AgForce Queensland is supporting a broad coalition of regional organisations converging on Canberra to press upon politicians the urgent need to ensure regional Australians have access to more reliable and affordable telecommunications services.
AgForce telecommunications working group chair Georgie Somerset said Queensland was the most decentralised state in Australia, and the need for better, fairer telecommunications was the number one issue for people living and working in the bush.
“Effective and affordable phone and internet services provide an economic and social lifeline for regional, rural and remote Queenslanders,” she said.
“It’s an essential part of everyday life and is vitally important for community safety, to support business development, enhance children’s education and maintain social connections.

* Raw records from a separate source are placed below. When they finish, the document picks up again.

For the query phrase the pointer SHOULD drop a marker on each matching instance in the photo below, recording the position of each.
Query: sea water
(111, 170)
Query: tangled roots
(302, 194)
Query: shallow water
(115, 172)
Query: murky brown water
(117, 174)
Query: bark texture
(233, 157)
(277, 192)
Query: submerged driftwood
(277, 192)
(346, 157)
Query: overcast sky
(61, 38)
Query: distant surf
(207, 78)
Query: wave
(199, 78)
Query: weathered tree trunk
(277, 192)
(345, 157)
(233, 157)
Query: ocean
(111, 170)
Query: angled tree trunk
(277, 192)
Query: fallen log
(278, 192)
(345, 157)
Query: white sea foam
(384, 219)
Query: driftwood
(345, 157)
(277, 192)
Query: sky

“That’s why all levels of government and all sides of politics need to collaborate with the telecommunications industry to extend and improve services in the bush as quickly as possible.”
The Regional, Rural and Remote Communications Coalition, which includes AgForce, will meet with almost 50 Federal politicians to champion five key reforms including:
- A universal service obligation that is technology neutral and provides access to both voice and data;
- Customer service guarantees and reliability measures to underpin the provision of voice and data services to deliver more accountability from providers and nbn;
- Long term public funding for open access mobile network expansion in rural and regional Australia;
- Fair and equitable access to Sky Muster satellite for those with a genuine need for the service, and access which reflects the residential, educational and business needs of rural and regional Australia;
- Funding to build digital literacy and provide problem solving support for regional, rural and remote businesses and consumers.
Mrs Somerset welcomed the recent formation of a Regional Ministerial Taskforce chaired by the Prime Minister and urged the taskforce to make improving telecommunications services in the bush one of its highest priorities.
“Without leadership and without change, Australia risks growing and entrenching the digital divide between urban and rural telecommunications users,” she said.
“We all need to work together – politicians, industry and the community – to ensure that 2017 is the year we fix telecommunications in the bush.”